11. The method according to claim 10, wherein the deprotecting reagent in step (iii) is trifluoroacetic acid.

12. The method according to claim 10, wherein the acidic thiol in step (iv) is mercaptocarboxylic acid or a mixture of mercaptan and carboxylic acid.

13. The method according to claim 10, wherein the acidic thiol in step (iv) is HSCH2CH2COOH (MPA), HSC6H4CH2COOH (MPAA), or a mixture of thio phenol and acetic acid.

14. The method according to claim 10, wherein R is a methyl group, an ethyl group, an isobutyl group, or a benzyl group.
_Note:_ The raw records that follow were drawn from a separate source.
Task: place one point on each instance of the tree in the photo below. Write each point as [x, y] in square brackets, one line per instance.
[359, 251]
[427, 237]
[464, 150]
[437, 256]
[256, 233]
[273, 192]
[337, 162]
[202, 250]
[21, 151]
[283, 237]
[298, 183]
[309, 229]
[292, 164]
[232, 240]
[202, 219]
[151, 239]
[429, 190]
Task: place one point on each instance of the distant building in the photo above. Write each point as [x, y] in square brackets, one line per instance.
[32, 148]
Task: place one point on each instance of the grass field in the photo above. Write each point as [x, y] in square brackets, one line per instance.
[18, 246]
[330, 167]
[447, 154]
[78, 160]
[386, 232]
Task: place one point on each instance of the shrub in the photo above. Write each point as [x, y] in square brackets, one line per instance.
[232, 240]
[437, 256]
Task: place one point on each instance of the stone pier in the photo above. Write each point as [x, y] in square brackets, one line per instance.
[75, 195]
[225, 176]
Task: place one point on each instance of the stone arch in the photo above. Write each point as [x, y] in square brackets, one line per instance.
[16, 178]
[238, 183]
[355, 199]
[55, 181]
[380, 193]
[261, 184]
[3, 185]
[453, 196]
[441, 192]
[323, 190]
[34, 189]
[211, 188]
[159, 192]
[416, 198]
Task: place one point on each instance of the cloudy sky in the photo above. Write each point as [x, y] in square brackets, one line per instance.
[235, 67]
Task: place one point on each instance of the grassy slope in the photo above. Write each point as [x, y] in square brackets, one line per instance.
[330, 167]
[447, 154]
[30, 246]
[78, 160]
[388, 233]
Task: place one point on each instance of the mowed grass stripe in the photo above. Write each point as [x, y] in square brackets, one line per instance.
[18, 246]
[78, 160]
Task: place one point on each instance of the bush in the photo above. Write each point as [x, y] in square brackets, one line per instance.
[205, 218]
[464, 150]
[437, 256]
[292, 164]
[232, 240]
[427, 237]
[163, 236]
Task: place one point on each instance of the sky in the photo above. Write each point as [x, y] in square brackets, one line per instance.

15. The method according to claim 10, wherein Y is a trityl group.

16. A compound represented by Z—N(R)—CH(CH2SY)—C(═O)OH (where Z denotes a hydrogen atom or a 9-fluorenylmethoxycarbonyl group, R denotes an alkyl group having carbon number of 1 to 12 or an aralkyl group having carbon number of 7 to 12, and Y denotes a trityl group).

17. A method for producing the compound according to claim 16, comprising the steps of:

(i) reacting a compound represented by YSCH2CH(NH2)C(═O)OH (where Y is a protecting group for a thiol group) with a compound represented by R1CHO (where R1 denotes a hydrogen atom, a C1-11 alkyl group, or a C6-11 aryl group), so as to produce a compound represented by YSCH2CH(N═CHR1)C(═O)OH (where Y and R1 are as defined above); and

(ii) causing a hydrogenating agent to act on the compound represented by YSCH2CH(N═CHR1)C(═O)OH (where Y and R1 are as defined above) obtained in step (i), so as to produce a compound represented by YSCH2CH(NHCH2R1)C(═O)OH (where Y and R1 are as defined above), and, if desired, causing 9-fluorenylmethoxycarbonyl-N-hydroxysuccinimide ester to act, so as to protect the amino group with the 9-fluorenylmethoxycarbonyl group.

18. The method according to claim 17, wherein the hydrogenating agent in step (ii) is NaBH4 or NaBH3CN.